EL PASO, Texas — Sen. Ted Cruz fended off a spirited underdog challenge from Democrat Beto O’Rourke to win re-election on Tuesday in a Texas race that once seemed like a cakewalk but needed a late boost from President Donald Trump to help push the incumbent over the top.
Cruz began as the prohibitive favorite after his surprisingly successful 2016 presidential run, but he suddenly found himself in a tough contest against O’Rourke, a little-known El Paso congressman and one-time punk rocker who became a national political sensation and shattered fundraising records despite shunning donations from outside political groups and pollster advice.
Cruz turned back O’Rourke with the help of Trump, his bitter rival in 2016. Trump took the unexpected step of traveling to reliably Republican Texas during crunch time, staging a Houston rally to energize his base for Cruz just two weeks before Election Day. The president praised the senator as “beautiful” and smart, a far cry from two years ago when he repeatedly mocked Cruz as “Lyin’ Ted,” made fun of his wife’s appearance and suggested that Cruz’s Cuban-born father had a hand in the assassination of John F. Kennedy.
With the win, Cruz kept alive his hopes of mounting a second presidential run once Trump leaves the White House.
O’Rourke grabbed glowing national headlines by visiting all 254 Texas counties and often drawing large crowds — even in fiercely conservative areas other Democrats had long since written off. He raked in donations from across the country and even set a new record for Senate campaign fundraising by collecting more than $38 million in the three-month period from July through September alone. All told, he raised a whopping amount — more than $70 million.
Cruz had the support of outside groups but was still being outraised 3-to-1 by the end of the race — a discrepancy he dismissed by saying the “hard left” was energized by outrage at Trump and “Texas will not be bought.”
“It’s the time for choosing. It’s the time for action. We know that the hard-left right now, they’re angry. They’re energized,” Cruz said Monday. “They’re filled with rage and hatred for the president. And that’s dangerous.”
For months, Cruz refused to entertain the notion that he’d lose, saying there are more Republicans in Texas than Democrats, so all he had to do to win was avoid conservative complacency. He also said O’Rourke’s support for impeaching Trump, relaxing federal immigration policy, decriminalizing marijuana and implementing universal health care were too liberal for even many of the state’s moderate Democrats and independents.
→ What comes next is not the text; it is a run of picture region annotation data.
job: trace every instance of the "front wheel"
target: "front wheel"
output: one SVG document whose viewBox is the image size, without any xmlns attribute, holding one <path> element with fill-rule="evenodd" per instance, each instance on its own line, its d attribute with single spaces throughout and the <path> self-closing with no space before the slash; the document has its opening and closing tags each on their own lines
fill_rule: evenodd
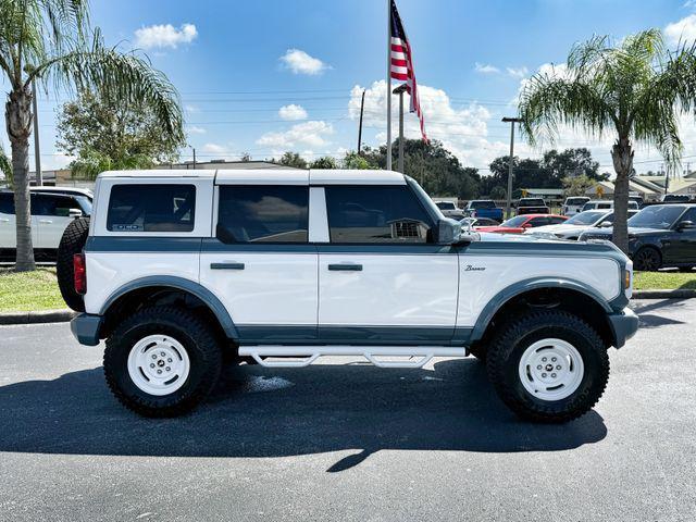
<svg viewBox="0 0 696 522">
<path fill-rule="evenodd" d="M 104 374 L 113 395 L 146 417 L 174 417 L 194 409 L 211 391 L 222 353 L 210 327 L 173 308 L 140 310 L 107 339 Z"/>
<path fill-rule="evenodd" d="M 567 422 L 586 413 L 609 378 L 609 356 L 597 332 L 563 311 L 530 312 L 507 323 L 488 348 L 487 371 L 519 417 Z"/>
</svg>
Still, the race laid bare that many Texas conservatives never forgave Cruz for clashing with Trump at the end of the 2016 presidential primary and for refusing to endorse him at the Republican National Convention in Cleveland — a move many saw as putting personal ambitions over party. That’s despite Cruz being one of the fiercest supporters of the president and the policies of the Republican-controlled Congress since then, despite getting to the Senate in 2012 as a tea party insurgent intent on enraging establishment leaders from both parties.
Cruz, 47, made no secret about wanting to run for president again once Trump leaves office. And though he was tested by O’Rourke, avoiding what would have been a monumental upset means that remains a possibility. O’Rourke himself had been mentioned as a possible 2020 White House contender — but that was dependent on him staying within striking distance of Cruz.
“My confidence is in the people of Texas,” O’Rourke told reporters on Monday night, moments before staging a raucous rally with Mariachi band at the University of Texas at El Paso, mere blocks from his home. “I think we have every indication, based on turnout so far, that we’re going to have a very good day tomorrow.”
O’Rourke’s defeat also dashed Democrats’ decades-long hopes of a booming Texas Hispanic population flipping the country’s largest red state blue, potentially transforming the national electoral maps and all-but blocking a Republican path to the presidency. Cruz has for years warned that a Democratic Texas would mean his party would never again win the White House.
A Texas Democrat hasn’t won any of the nearly 30 statewide offices since 1994, the country’s longest losing streak.